L’évolution de la jurisprudence relative à l’article 8 CEDH était connue
La déduction d’un droit à la protection de la santé basé sur les droits de l’homme à partir de l’article 8 CEDH n’a pas été une surprise. Julia Hänni, juge fédérale, constate à ce sujet dans son analyse de jugement publiée dans UNSER RECHT :
“La pratique relative à la CEDH reconnaît depuis un certain temps que le champ d’application de l’article 8 de la Convention, sous l’angle de la “vie privée”, s’étend aux effets négatifs sur la santé humaine, le bien-être et la qualité de la vie, résultant de dommages environnementaux et de la menace de tels dommages.
De même, la CEDH déduit de l’article 8 un droit de l’individu à une protection effective par les autorités publiques contre les atteintes graves à sa vie, à sa santé, à son bien-être et à sa qualité de vie. Cela coïncide d’ailleurs avec le droit constitutionnel fédéral suisse, qui inclut dans la liberté personnelle l’intégrité physique et mentale“.
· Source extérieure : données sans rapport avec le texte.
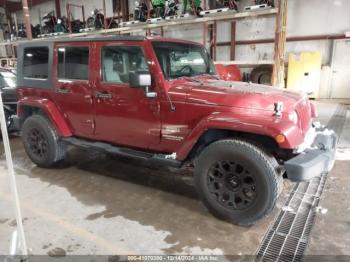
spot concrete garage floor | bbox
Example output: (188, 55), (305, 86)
(0, 102), (350, 255)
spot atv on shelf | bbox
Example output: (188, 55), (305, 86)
(15, 36), (336, 225)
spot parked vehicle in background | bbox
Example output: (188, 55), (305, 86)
(0, 69), (17, 132)
(15, 36), (336, 225)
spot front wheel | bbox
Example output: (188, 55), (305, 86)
(22, 115), (66, 168)
(194, 139), (282, 225)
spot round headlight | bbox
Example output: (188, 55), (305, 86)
(289, 111), (298, 125)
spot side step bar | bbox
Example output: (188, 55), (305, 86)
(62, 137), (182, 167)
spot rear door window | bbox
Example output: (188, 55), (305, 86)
(58, 46), (89, 80)
(23, 47), (49, 79)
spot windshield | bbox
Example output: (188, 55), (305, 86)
(0, 72), (16, 88)
(153, 42), (215, 79)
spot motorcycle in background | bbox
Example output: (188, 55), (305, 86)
(182, 0), (203, 17)
(86, 8), (104, 29)
(42, 11), (57, 34)
(164, 0), (179, 18)
(134, 0), (152, 22)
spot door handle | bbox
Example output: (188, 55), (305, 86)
(95, 92), (112, 99)
(56, 87), (71, 94)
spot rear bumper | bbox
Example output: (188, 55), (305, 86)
(284, 129), (337, 182)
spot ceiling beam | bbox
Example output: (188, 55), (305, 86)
(0, 0), (50, 13)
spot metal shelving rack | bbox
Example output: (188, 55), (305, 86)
(0, 0), (287, 87)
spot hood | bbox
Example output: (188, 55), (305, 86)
(169, 79), (304, 112)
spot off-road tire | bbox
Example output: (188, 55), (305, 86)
(194, 139), (283, 225)
(22, 115), (67, 168)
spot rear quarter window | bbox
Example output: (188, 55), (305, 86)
(23, 47), (49, 79)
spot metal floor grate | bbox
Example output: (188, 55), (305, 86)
(256, 105), (347, 262)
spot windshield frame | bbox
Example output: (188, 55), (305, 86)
(152, 41), (217, 80)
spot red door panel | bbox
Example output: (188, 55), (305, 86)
(94, 42), (160, 149)
(54, 43), (94, 138)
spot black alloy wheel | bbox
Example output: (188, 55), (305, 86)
(207, 161), (257, 210)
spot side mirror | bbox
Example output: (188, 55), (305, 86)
(129, 71), (151, 88)
(129, 71), (157, 98)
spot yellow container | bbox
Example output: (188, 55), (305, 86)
(287, 52), (322, 98)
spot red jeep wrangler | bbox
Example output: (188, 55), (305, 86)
(16, 36), (336, 225)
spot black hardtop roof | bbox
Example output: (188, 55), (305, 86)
(20, 35), (147, 46)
Maya Hertig, professeure ordinaire au Département de droit public de l’Université de Genève, a expliqué le jugement dans une interview à la SRF (extrait) :
“Les droits de l’homme sont formulés de manière assez ouverte et doivent pouvoir s’adapter à de nouveaux dangers. Ils doivent rester pertinents lorsque le contexte change. C’est le cas par exemple avec la politique climatique. (…)
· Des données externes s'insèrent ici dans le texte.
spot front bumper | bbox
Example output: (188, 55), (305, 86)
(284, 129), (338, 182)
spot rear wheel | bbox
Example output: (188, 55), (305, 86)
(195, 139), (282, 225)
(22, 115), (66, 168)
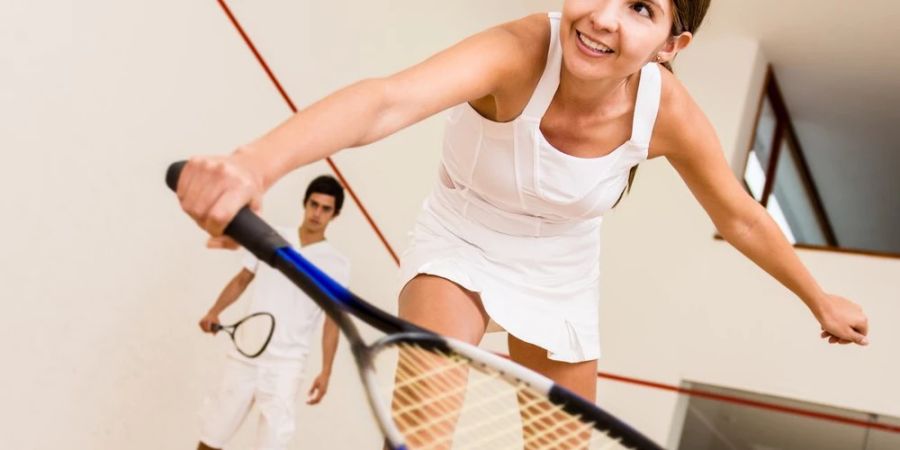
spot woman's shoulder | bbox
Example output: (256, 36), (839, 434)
(651, 66), (711, 157)
(497, 13), (550, 61)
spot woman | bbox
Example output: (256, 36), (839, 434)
(172, 0), (868, 406)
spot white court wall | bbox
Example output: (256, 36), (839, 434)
(0, 0), (900, 449)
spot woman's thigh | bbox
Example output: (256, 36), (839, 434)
(399, 274), (488, 345)
(508, 335), (597, 402)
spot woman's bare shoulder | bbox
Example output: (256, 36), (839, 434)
(651, 67), (715, 157)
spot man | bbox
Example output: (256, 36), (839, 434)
(197, 175), (350, 450)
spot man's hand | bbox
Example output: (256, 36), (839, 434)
(306, 372), (330, 405)
(816, 294), (869, 345)
(200, 312), (219, 334)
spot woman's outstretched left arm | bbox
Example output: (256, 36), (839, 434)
(651, 74), (868, 345)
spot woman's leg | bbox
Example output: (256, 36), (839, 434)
(391, 275), (488, 449)
(399, 275), (488, 345)
(508, 335), (597, 449)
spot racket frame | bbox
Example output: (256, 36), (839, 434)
(211, 311), (275, 358)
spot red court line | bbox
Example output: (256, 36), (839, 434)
(217, 0), (900, 433)
(217, 0), (400, 266)
(597, 372), (900, 433)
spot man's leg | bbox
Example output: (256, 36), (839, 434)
(255, 361), (303, 450)
(197, 358), (259, 450)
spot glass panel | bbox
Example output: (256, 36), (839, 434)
(751, 97), (778, 170)
(677, 383), (900, 450)
(769, 139), (828, 245)
(744, 152), (766, 202)
(744, 97), (777, 201)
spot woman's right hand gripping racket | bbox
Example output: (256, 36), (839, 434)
(166, 162), (661, 450)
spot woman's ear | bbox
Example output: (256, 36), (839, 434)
(656, 31), (694, 63)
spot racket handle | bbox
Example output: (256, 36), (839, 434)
(166, 161), (290, 265)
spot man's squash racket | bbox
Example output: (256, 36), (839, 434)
(166, 162), (661, 450)
(212, 312), (275, 358)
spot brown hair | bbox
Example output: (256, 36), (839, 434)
(613, 0), (712, 207)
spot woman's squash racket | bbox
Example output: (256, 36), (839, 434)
(166, 162), (661, 450)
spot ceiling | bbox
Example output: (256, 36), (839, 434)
(698, 0), (900, 254)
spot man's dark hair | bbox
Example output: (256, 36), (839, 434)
(303, 175), (344, 216)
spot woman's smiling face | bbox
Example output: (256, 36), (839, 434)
(560, 0), (673, 80)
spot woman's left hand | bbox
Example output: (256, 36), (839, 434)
(816, 294), (869, 345)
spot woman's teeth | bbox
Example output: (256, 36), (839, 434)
(577, 32), (615, 54)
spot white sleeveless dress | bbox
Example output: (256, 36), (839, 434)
(401, 13), (661, 362)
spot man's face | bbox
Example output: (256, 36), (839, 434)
(303, 192), (334, 232)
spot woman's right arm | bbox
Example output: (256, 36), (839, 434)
(172, 14), (549, 236)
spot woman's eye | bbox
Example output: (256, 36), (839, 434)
(631, 2), (653, 17)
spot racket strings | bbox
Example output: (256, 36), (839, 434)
(379, 343), (626, 450)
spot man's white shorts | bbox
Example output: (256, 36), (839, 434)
(200, 358), (303, 450)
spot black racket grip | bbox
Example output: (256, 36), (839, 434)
(166, 161), (290, 265)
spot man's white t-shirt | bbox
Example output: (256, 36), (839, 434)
(231, 228), (350, 363)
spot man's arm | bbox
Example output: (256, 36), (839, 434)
(200, 269), (255, 334)
(306, 316), (340, 405)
Il n’existe pas de droit humain à la protection du climat. L’approche part toujours de l’individu et dit que le réchauffement climatique et la pollution peuvent avoir un impact sur le droit à la vie, sur la santé, sur le bien-être. On ne protège pas le climat à cause du climat, mais parce qu’on constate de graves conséquences sur les droits de l’homme. (…)
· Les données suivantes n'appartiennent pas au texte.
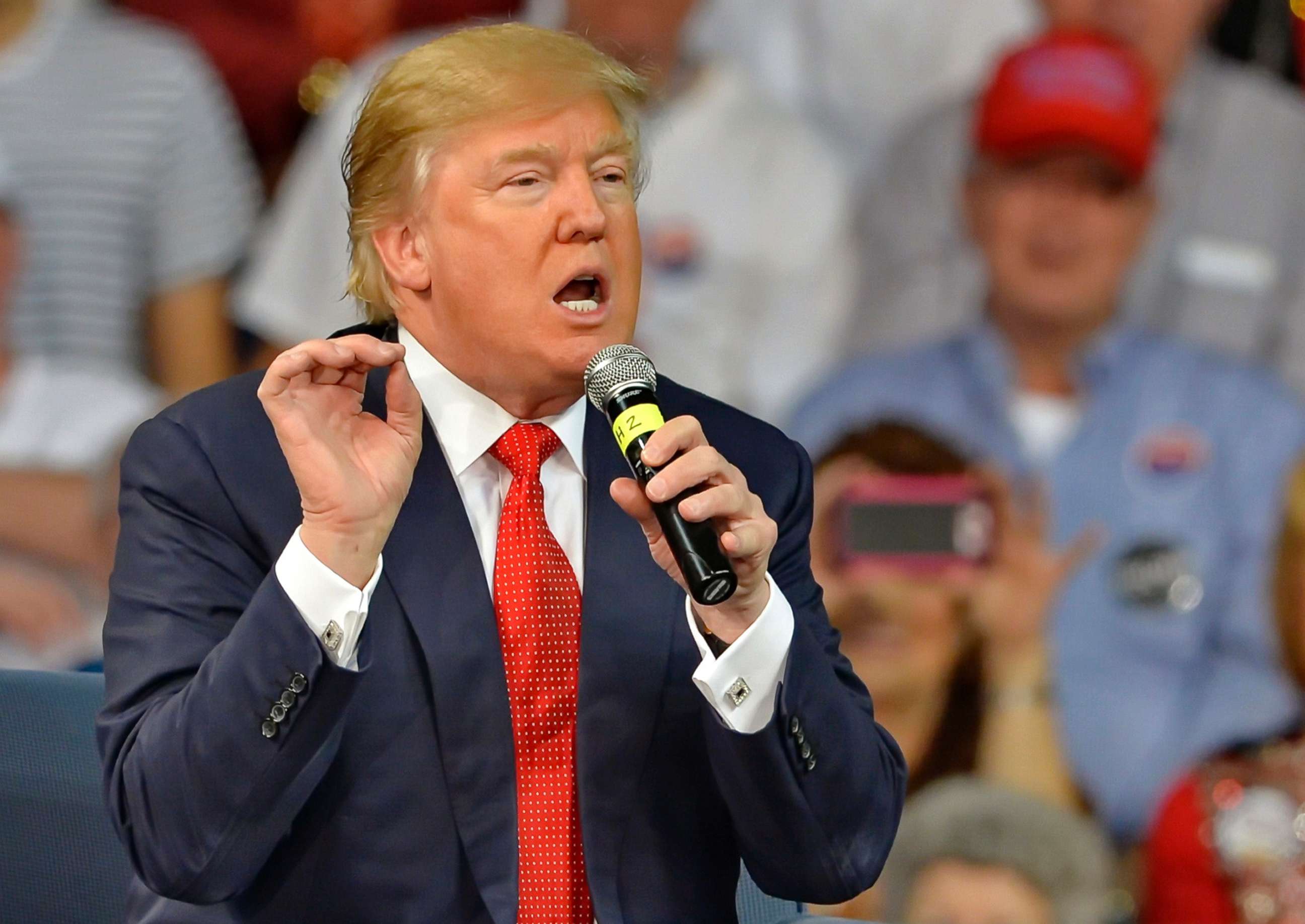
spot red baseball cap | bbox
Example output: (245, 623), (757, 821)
(975, 29), (1160, 183)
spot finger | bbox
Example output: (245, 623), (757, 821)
(385, 360), (421, 445)
(720, 520), (775, 560)
(648, 446), (747, 501)
(976, 466), (1016, 542)
(609, 478), (662, 543)
(643, 415), (707, 464)
(1019, 476), (1051, 540)
(1060, 523), (1107, 577)
(328, 334), (406, 368)
(308, 363), (367, 390)
(258, 337), (403, 398)
(680, 484), (757, 523)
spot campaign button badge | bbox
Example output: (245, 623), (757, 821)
(1115, 539), (1204, 613)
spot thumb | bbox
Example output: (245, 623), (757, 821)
(385, 360), (421, 445)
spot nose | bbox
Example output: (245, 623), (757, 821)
(557, 171), (607, 244)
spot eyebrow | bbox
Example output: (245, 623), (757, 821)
(589, 132), (634, 161)
(494, 133), (634, 167)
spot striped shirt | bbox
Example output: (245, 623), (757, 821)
(0, 0), (258, 371)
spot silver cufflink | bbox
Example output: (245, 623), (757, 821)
(726, 677), (752, 706)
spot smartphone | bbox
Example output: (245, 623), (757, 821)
(838, 474), (997, 573)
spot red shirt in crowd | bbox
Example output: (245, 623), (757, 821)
(119, 0), (521, 184)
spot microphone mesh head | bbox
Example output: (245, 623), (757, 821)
(585, 343), (657, 412)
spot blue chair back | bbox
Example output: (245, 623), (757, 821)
(0, 671), (130, 924)
(0, 671), (803, 924)
(735, 867), (803, 924)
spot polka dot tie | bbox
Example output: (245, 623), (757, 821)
(489, 423), (594, 924)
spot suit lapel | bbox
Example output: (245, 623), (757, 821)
(366, 369), (517, 924)
(577, 407), (684, 920)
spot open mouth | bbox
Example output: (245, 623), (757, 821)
(553, 275), (604, 315)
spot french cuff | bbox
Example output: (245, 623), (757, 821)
(275, 529), (384, 671)
(684, 573), (793, 735)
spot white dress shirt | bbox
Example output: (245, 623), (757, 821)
(275, 328), (793, 734)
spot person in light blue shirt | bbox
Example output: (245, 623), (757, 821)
(789, 33), (1305, 842)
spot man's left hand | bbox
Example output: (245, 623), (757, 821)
(612, 416), (779, 645)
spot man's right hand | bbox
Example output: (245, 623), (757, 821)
(258, 334), (421, 587)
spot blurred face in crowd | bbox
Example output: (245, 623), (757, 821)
(376, 95), (641, 407)
(903, 860), (1056, 924)
(966, 150), (1152, 336)
(1043, 0), (1225, 86)
(566, 0), (697, 80)
(811, 456), (967, 703)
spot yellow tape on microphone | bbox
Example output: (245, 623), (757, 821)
(612, 404), (666, 453)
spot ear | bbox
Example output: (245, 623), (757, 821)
(372, 218), (430, 293)
(1134, 185), (1159, 247)
(961, 165), (985, 244)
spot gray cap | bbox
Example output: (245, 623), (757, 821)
(884, 776), (1113, 924)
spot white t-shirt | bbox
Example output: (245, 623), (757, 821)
(235, 33), (856, 421)
(0, 357), (163, 472)
(692, 0), (1041, 175)
(1010, 392), (1083, 465)
(0, 0), (260, 371)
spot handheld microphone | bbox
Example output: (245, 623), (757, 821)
(585, 343), (739, 607)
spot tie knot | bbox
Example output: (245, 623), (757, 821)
(489, 423), (562, 481)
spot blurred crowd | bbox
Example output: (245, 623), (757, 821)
(8, 0), (1305, 924)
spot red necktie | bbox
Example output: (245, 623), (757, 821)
(489, 423), (594, 924)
Quand on lit l’arrêt, la Cour dit clairement que l’arrêt a des aspects politiques et juridiques. La Cour doit également laisser aux Etats une marge d’appréciation suffisante. On tient compte du fait que l’Europe est très diverse. Mais en même temps, les Etats ont aussi des obligations. Ils ont la responsabilité première de protéger les droits de la CEDH”.
Interrogée sur l’explication, Maya Hertig répond :
“Je pense que c’est justement un Etat comme la Suisse, qui a un bon standard en matière de droits de l’homme et qui est reconnu comme une démocratie, qui ne devrait pas envoyer de tels signaux. Je trouve cela inquiétant du point de vue de l’Etat de droit. La CEDH est un projet paneuropéen. Il s’agit de garantir la démocratie et l’État de droit sur le continent européen. Et les arrêts sont contraignants”.
Les gouvernements des Etats parties à la Convention étaient au courant de cette évolution de la jurisprudence relative à l’article 8 CEDH. Le Comité des Ministres du Conseil de l’Europe – composé des ministres des Affaires étrangères des Etats membres, respectivement de leurs délégués, c’est-à-dire des ambassadeurs sur place – surveille l’application des arrêts de la CEDH. C’est pourquoi il prend connaissance de chaque arrêt. S’il avait eu l’impression que la Cour dépassait sa compétence en matière de développement du droit, il aurait pu s’en occuper, notamment en examinant si la CEDH avait besoin d’un autre protocole additionnel. Il est vrai que les protocoles additionnels, c’est-à-dire les modifications matérielles de la CEDH, ne peuvent être adoptés qu’à l’unanimité. Mais une partie des critiques est apparemment d’avis qu’il serait maintenant possible d’obtenir l’unanimité. Le conseiller aux Etats Andrea Caroni (libéral-radical, AR) a déposé une motion à cet effet.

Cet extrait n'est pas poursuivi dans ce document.